いまも残るのは河原の隅で、眠りこけてる一人の男だけだった。


丘の上から、様子を窺った。

彼は男に見覚えがあった。やつれているが分かる。


まぎれもなく、彼の父だった。


油に塗れて働く工場の機械工で、その姿は記憶の中に固定されていた。

だが、目の前には浮浪者となった父親の姿だけがある。


こんな奴知らない。

彼は動揺を隠せなかった。

罵った父、母に捨てられた父、男手一人で自分を育てた父、


――あの日、故郷の駅から俺を見送った父。


それがいまになって、段ボールを被り、うずくまっている。

しばらく様子を見ていると、父はもそもそと起き出し、丘の上に目をやった。

彼はからだを硬くした。

目が合ったか。

そう思いながら、恐る恐るもう一度見てみる。

父がこちらに歩いてきていた。

距離が近づくにつれ、心臓が激しく鼓動した。


「と……」


思わず、声に出ていた。だが、続けられなかった。


真横を素通りされた。

彼は足先が急速に冷えていくのを感じた。

父は彼に目もくれず、公園の砂場で遊ぶ子どもたちの元へと行った。そして、調子の外れた声で童謡を歌いはじめた。すると、いっしょに子どもたちも歌い出した。
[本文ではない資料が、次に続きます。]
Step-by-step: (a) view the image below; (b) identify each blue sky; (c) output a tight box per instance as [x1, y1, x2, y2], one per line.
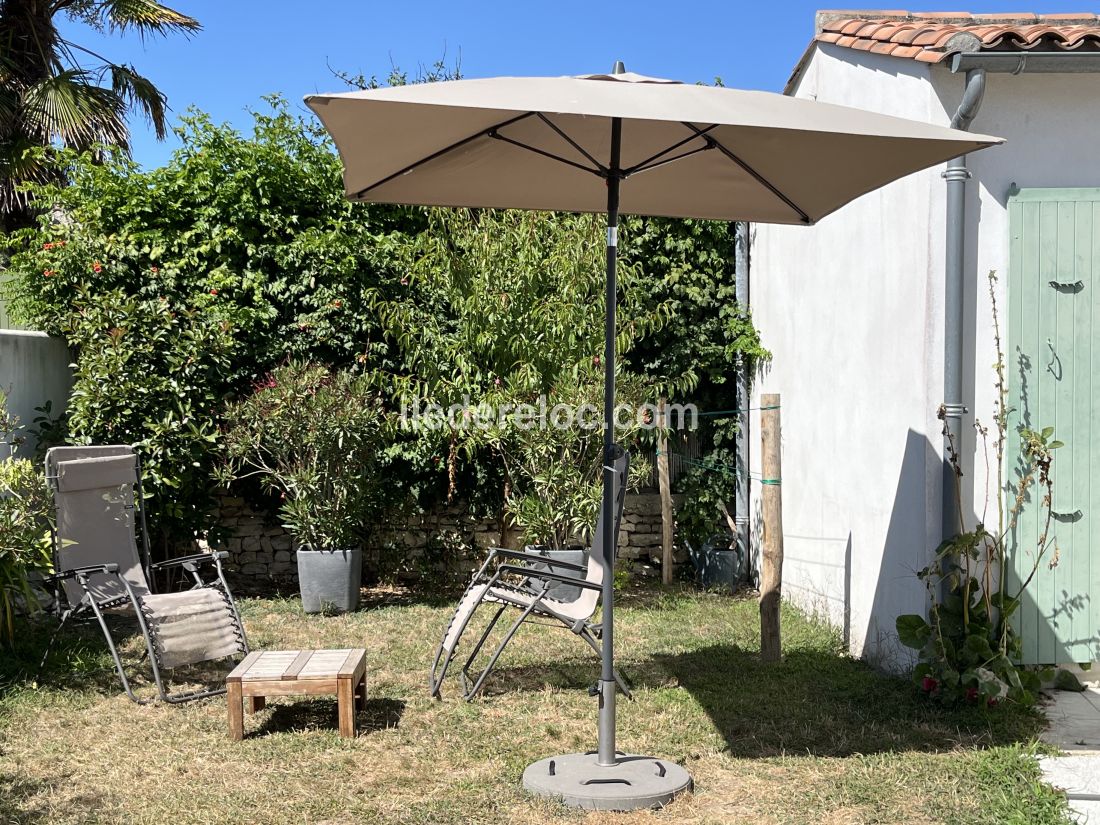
[66, 0, 1077, 166]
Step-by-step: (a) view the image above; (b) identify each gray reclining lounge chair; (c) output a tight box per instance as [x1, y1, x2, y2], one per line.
[43, 446, 249, 704]
[429, 448, 630, 701]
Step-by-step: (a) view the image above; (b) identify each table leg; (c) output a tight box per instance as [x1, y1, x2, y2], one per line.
[226, 682, 244, 741]
[337, 679, 355, 738]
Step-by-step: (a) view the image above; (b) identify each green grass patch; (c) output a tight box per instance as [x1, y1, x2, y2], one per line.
[0, 589, 1068, 825]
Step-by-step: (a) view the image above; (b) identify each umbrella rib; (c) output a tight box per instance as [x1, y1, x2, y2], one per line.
[487, 129, 611, 177]
[623, 123, 718, 176]
[351, 112, 536, 199]
[681, 121, 813, 223]
[623, 139, 717, 177]
[538, 112, 607, 175]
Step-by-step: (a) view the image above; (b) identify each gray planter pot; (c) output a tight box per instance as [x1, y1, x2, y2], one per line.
[685, 537, 743, 592]
[530, 548, 589, 602]
[298, 548, 363, 613]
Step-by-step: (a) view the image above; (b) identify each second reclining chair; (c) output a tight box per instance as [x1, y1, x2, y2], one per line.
[43, 444, 249, 704]
[429, 448, 630, 701]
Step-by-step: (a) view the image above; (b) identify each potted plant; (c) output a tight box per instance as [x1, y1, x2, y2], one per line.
[224, 362, 385, 613]
[677, 449, 745, 591]
[0, 398, 51, 648]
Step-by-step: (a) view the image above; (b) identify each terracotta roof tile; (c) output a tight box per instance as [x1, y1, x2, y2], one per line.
[815, 11, 1100, 63]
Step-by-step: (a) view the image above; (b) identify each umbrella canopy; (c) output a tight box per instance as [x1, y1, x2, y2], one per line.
[306, 73, 1001, 223]
[306, 64, 1001, 810]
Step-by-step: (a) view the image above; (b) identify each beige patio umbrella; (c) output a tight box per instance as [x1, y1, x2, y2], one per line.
[306, 64, 1001, 810]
音に合わせてからだを揺らし、満面の笑みを浮かべている。

母親たちは気まずい顔をしている。

彼はその様子を黙って見守っていた。何も言えなかった。


歌い終わるのを見計らって、母親たちが子どもを連れて帰ろうとする。

だが、子どもたちはまだ歌いたいと駄々をこねた。

いいじゃないですか、と父が母親たちに笑う。

その中のひとりが鼻を手で覆った。

子どもたちはもう次の歌を待っていた。

それを見て父は、母親のひとりに両手を差し出した。

首を前後に動かし、顎を振っている。


「はやく歌って、おじさん、早く早く」


子どもたちが騒ぎ出す。

父は両手をさらに前へ出し、いいじゃないですかと笑う。


惨めなどという言葉では言い表せない、途方もない感情が彼を襲った。

後ろでまた子どもたちが歌いはじめた。

父の声も聞こえる。

どうやっても消えない音らしい。

その稚拙な声が許せなくて、彼は唇を噛みしめた。


何もかも許せない。


彼は丘の上を去った。



あんたは正しかった。

夢より先に得るべきものは金だった。


彼は胸の内で、父に向けて言った。


はじめから間違った夢だった。

あんな歌で、何を叫びたかったのか。

彼自身が一番分かっていない。


青年の言葉が図星だと思った。

どこにも行き先のない訴えが俺の作る歌だと、彼も認めてしまった。

見慣れない街並みの中、青年と彼女と、父とが頭の奥で繰り返し明滅した。


あんたは正しかった。

夢より先に得るべきものは金だった。


彼は父に向け、ふたたびそう言った。


彼の頭の中を無数の言葉が、でたらめに行き交った。

痩せ細る父に、何も差し出せない。父は職を失ったのだ。俺も金を持っていない。その場を去る以外に選択肢がない。父は金をせびる。かつての浮浪者と同じく、飢えをしのいでいる。俺の歌は父よりも劣る。この町に俺の居場所はもうない。表札が変わっていた。工場も閉鎖した。

川はきれいになった。

きれいになった。


きれいに消し去っていった。




それが、この町に来て分かった事実だった。

踏み入る足場もなかった。

四畳半に、彼は帰りたくなった。



駅に着いても、もう切符代すらなかった。

途方に暮れて、彼は路上で歌い出した。

彼女と出会ったあの街で、叫び続けた歌をまた大声で歌う。

いま、ギターもないまま声を出すのは金のためだ。


歌う。訴う。どうせ同じことだ。

訴えるのみだ。

可能性という言い訳で塗り固めた、嘘の言葉を。

醜く卑屈な歌にして。

過ぎゆく雑踏が聞きもしない歌を。


あの街と同じだ。

この小さな町の住人も、同じように通り過ぎる。

誰も、見向きもしない歌だった。

無価値極まりない歌でしかなかった。

それしかできなかった自分自身を、彼は悔やんだ。


それでも、彼は叫び続けた。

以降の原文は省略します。